The city is important, you slack-jawed mall zombies. Put down your Grande Frappucino, get your head out of your rapidly expanding posterior, and realize we're all in this together.
Your beloved Stillers are in the city. If you want any entertainment that remotely smacks of class, you've got to come to the 'Burgh. The best rock 'n' roll is here. As Sophie Masloff might tell you, Bruce Bedspring ain't playin' at the North Park Lounge. And by the way, there are millions of songs written by Springsteen and countless others about the heart and soul of American cities. Who ever writes tunes about suburbs unless it's appropriately derisive, dismissive satire? What could possibly inspire someone to write a song about Wexford?

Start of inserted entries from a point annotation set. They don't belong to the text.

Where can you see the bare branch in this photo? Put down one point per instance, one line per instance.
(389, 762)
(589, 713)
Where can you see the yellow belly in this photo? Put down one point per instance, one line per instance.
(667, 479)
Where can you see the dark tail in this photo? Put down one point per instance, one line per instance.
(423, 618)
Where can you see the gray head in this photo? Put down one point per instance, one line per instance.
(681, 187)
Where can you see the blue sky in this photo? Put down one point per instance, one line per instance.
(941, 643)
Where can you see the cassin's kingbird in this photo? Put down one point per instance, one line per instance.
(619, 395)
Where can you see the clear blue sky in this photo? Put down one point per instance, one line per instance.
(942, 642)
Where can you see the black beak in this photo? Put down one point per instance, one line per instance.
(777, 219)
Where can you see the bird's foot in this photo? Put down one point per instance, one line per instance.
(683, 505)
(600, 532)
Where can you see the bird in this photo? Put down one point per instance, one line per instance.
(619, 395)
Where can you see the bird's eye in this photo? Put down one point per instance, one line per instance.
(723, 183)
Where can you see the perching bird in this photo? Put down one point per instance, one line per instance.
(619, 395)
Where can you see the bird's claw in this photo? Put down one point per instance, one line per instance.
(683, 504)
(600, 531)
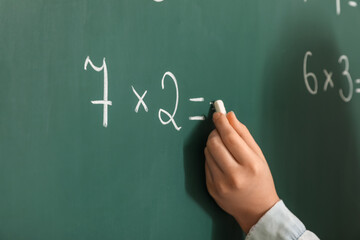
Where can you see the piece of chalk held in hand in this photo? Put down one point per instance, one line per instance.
(219, 106)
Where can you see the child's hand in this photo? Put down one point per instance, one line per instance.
(237, 174)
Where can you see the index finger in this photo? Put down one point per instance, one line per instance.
(231, 139)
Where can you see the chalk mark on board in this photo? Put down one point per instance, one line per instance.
(196, 99)
(328, 80)
(105, 101)
(171, 116)
(352, 4)
(197, 118)
(141, 100)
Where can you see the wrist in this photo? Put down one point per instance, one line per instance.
(248, 219)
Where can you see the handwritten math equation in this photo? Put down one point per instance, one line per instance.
(339, 4)
(312, 83)
(164, 116)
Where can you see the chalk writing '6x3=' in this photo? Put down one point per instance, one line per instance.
(311, 80)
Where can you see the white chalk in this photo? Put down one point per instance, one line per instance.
(219, 106)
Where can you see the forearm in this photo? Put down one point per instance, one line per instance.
(280, 224)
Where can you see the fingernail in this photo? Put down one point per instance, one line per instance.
(217, 115)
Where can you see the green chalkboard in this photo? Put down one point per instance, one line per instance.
(78, 160)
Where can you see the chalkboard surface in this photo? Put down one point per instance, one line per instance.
(105, 113)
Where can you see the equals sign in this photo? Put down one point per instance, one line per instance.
(197, 118)
(352, 4)
(357, 90)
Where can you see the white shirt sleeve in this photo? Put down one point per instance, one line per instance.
(280, 224)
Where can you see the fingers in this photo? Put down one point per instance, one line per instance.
(244, 133)
(214, 168)
(209, 177)
(219, 153)
(232, 140)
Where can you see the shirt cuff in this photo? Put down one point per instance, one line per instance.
(278, 223)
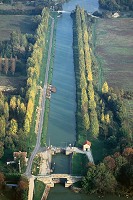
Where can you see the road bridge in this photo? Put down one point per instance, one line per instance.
(50, 180)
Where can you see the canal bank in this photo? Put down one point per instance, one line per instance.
(62, 125)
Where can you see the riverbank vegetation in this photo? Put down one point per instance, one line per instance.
(39, 189)
(81, 168)
(115, 5)
(101, 116)
(17, 111)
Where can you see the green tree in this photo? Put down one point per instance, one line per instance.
(104, 180)
(13, 127)
(2, 127)
(105, 88)
(1, 149)
(6, 111)
(13, 103)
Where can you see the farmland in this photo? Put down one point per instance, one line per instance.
(21, 23)
(114, 52)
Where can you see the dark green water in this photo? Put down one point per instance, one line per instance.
(61, 127)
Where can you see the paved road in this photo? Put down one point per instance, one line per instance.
(38, 141)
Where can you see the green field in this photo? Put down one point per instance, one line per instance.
(114, 51)
(9, 23)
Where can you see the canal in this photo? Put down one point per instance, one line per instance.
(62, 123)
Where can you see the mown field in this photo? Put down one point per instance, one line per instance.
(114, 50)
(9, 23)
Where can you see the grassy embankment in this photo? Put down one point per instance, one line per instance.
(114, 52)
(36, 162)
(98, 149)
(38, 190)
(21, 23)
(41, 82)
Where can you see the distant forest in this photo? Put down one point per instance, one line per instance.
(113, 5)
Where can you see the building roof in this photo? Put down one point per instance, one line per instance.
(87, 142)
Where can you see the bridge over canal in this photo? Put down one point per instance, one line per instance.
(51, 179)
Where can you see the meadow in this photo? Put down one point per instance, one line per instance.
(9, 23)
(114, 52)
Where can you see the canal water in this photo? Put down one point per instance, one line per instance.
(62, 124)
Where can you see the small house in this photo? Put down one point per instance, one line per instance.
(86, 145)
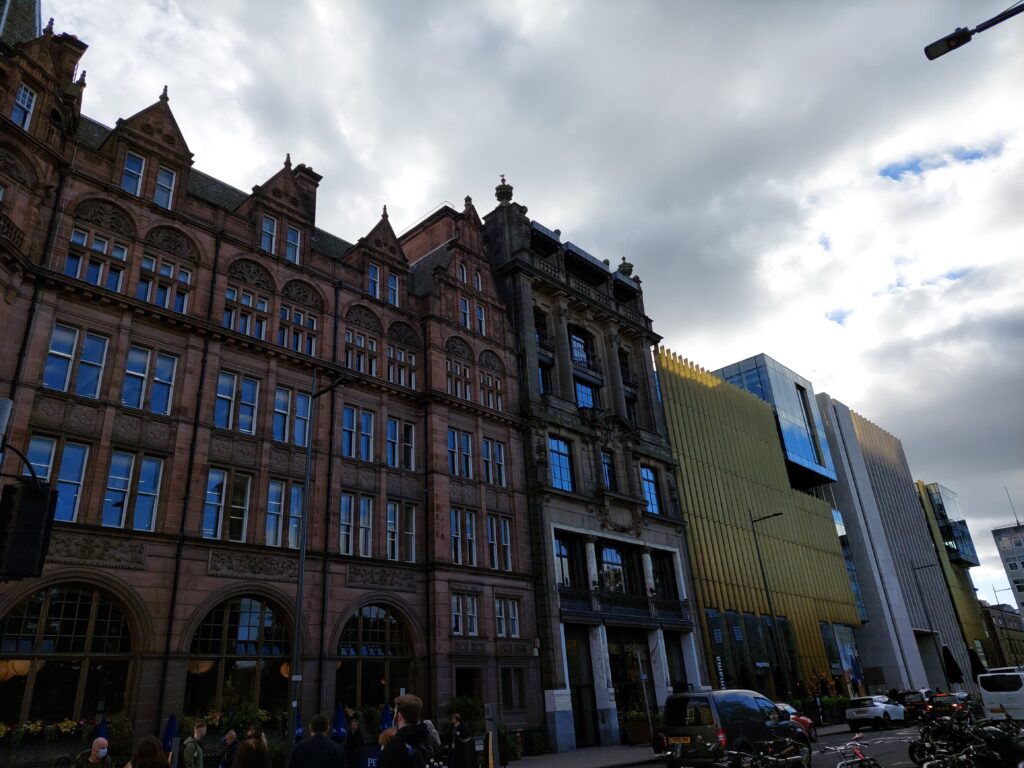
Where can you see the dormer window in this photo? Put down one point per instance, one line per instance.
(165, 188)
(25, 102)
(292, 245)
(131, 176)
(392, 289)
(268, 238)
(374, 281)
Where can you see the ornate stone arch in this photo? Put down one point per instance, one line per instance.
(174, 242)
(300, 292)
(492, 361)
(105, 215)
(248, 271)
(282, 602)
(457, 347)
(364, 317)
(402, 334)
(133, 607)
(17, 166)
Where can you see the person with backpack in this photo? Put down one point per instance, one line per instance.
(192, 751)
(412, 745)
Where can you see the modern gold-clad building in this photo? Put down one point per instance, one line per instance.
(737, 494)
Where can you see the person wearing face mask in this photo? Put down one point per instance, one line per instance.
(95, 757)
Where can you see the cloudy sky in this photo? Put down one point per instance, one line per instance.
(793, 178)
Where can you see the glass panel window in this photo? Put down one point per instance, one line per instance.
(392, 289)
(118, 484)
(506, 544)
(268, 235)
(144, 388)
(25, 102)
(392, 530)
(648, 479)
(292, 245)
(410, 534)
(345, 525)
(165, 188)
(131, 176)
(374, 281)
(366, 526)
(561, 464)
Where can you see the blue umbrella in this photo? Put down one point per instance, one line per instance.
(338, 729)
(170, 731)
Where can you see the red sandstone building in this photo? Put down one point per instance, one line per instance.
(163, 336)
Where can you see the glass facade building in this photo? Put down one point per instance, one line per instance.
(792, 398)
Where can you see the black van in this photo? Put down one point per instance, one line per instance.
(696, 724)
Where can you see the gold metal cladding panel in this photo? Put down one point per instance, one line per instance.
(731, 465)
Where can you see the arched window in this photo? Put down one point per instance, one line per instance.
(239, 655)
(375, 657)
(65, 653)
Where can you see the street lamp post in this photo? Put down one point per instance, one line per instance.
(928, 616)
(771, 604)
(295, 669)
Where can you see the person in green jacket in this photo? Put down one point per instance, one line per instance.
(192, 753)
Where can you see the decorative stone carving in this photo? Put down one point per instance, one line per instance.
(251, 273)
(513, 648)
(170, 240)
(12, 166)
(401, 334)
(298, 292)
(252, 565)
(360, 316)
(374, 578)
(92, 550)
(457, 347)
(492, 361)
(107, 216)
(469, 647)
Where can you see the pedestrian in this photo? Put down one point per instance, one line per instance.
(412, 747)
(354, 744)
(96, 756)
(231, 744)
(317, 751)
(252, 754)
(148, 754)
(192, 752)
(460, 742)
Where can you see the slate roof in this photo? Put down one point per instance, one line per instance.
(421, 272)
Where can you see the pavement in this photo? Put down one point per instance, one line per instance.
(621, 757)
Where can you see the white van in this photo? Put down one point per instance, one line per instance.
(1003, 692)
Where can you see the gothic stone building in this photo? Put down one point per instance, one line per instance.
(173, 346)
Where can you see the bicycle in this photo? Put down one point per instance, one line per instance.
(852, 756)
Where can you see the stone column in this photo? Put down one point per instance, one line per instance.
(527, 337)
(563, 356)
(613, 373)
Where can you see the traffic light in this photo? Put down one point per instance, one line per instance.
(26, 520)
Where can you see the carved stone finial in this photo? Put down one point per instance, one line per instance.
(504, 192)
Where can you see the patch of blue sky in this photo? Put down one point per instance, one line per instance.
(839, 315)
(918, 165)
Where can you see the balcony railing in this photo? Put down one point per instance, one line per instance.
(606, 602)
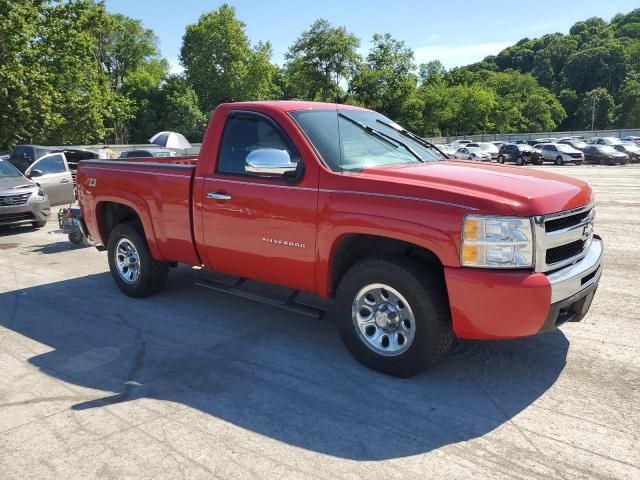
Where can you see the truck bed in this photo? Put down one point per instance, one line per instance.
(158, 189)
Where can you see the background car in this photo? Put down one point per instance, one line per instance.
(51, 171)
(575, 143)
(605, 141)
(472, 153)
(560, 153)
(448, 150)
(630, 149)
(518, 153)
(148, 153)
(21, 200)
(631, 138)
(605, 155)
(486, 147)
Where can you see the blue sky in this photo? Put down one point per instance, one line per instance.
(456, 33)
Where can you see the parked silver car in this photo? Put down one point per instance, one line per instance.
(559, 153)
(51, 171)
(473, 153)
(21, 200)
(487, 147)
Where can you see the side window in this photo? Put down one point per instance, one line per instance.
(50, 165)
(244, 133)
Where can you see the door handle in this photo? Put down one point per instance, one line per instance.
(218, 196)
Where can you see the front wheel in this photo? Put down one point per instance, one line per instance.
(393, 316)
(132, 267)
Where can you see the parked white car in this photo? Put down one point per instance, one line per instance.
(487, 147)
(559, 153)
(473, 153)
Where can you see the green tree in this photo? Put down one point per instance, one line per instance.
(26, 110)
(220, 63)
(321, 62)
(629, 109)
(386, 81)
(596, 109)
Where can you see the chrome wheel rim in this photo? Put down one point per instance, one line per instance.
(127, 261)
(383, 320)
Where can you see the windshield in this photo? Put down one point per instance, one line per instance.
(8, 170)
(352, 140)
(489, 147)
(607, 149)
(566, 148)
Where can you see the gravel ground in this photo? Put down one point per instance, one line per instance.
(198, 384)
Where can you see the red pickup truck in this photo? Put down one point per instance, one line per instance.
(413, 248)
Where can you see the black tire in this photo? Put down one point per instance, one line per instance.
(76, 237)
(426, 295)
(153, 274)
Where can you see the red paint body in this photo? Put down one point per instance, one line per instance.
(421, 204)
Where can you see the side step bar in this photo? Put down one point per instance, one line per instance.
(291, 304)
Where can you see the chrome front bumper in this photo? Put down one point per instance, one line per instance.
(570, 281)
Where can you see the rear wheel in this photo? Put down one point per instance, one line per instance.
(393, 316)
(132, 267)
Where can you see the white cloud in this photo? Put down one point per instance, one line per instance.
(455, 56)
(174, 66)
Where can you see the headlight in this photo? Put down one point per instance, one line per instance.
(497, 242)
(40, 196)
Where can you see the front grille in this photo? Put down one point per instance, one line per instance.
(566, 222)
(562, 238)
(15, 217)
(564, 252)
(13, 200)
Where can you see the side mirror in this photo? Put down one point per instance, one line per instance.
(270, 162)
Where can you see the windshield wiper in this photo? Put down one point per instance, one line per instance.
(413, 136)
(384, 137)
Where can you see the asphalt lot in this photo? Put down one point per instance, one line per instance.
(198, 384)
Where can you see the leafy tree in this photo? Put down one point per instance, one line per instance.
(321, 61)
(386, 81)
(26, 111)
(596, 109)
(629, 109)
(220, 63)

"I saw Christina in the Starbucks today. / She looked a little skanky, but was ready to play. / I asked, do you put your cash with Mr. E.F. Hutton?/ She just stared at the bling-bling in her skanky belly button."
The only thing suburbs inspire people to do is shoot themselves to avoid becoming even more boring. Or you end up like Kevin Spacey in American Beauty, smoking dope and seducing teen-agers.
And how about food? You'll just be yankin' the chain restaurants in the 'burbs. Or are you one of those morons who think the Olive Garden is the best Italian restaurant?
You lawn-jockey losers need to realize you'd be nothing without the Steel City.
It'd be like rural Ohio, for Chrisakes. Is that what you want?
Have you seen those kitschy little statues of bent-over women on suburban lawns? I think they're supposed to be emblematic of what happens to suburbanites at tax time. They think they're getting a break because the local government takes 1 or 2 percent instead of Pittsburgh's 3 percent out of their checks, but when those high-millage school district property tax bills come due, bend over baby.
In the end, as repulsive as the mayor and some of his key staff can sometimes be, this ain't about them. It's about the city.
So now that you've all had a good laugh about the city's inept fiscal management, let's get down to work, stop being petty and vindictive, and save the only municipality in this region that prevents us all from being little more than one bad episode of the Brady Bunch:
"Here's the story, of a girl named Orie, who had better get her head out of her butt..."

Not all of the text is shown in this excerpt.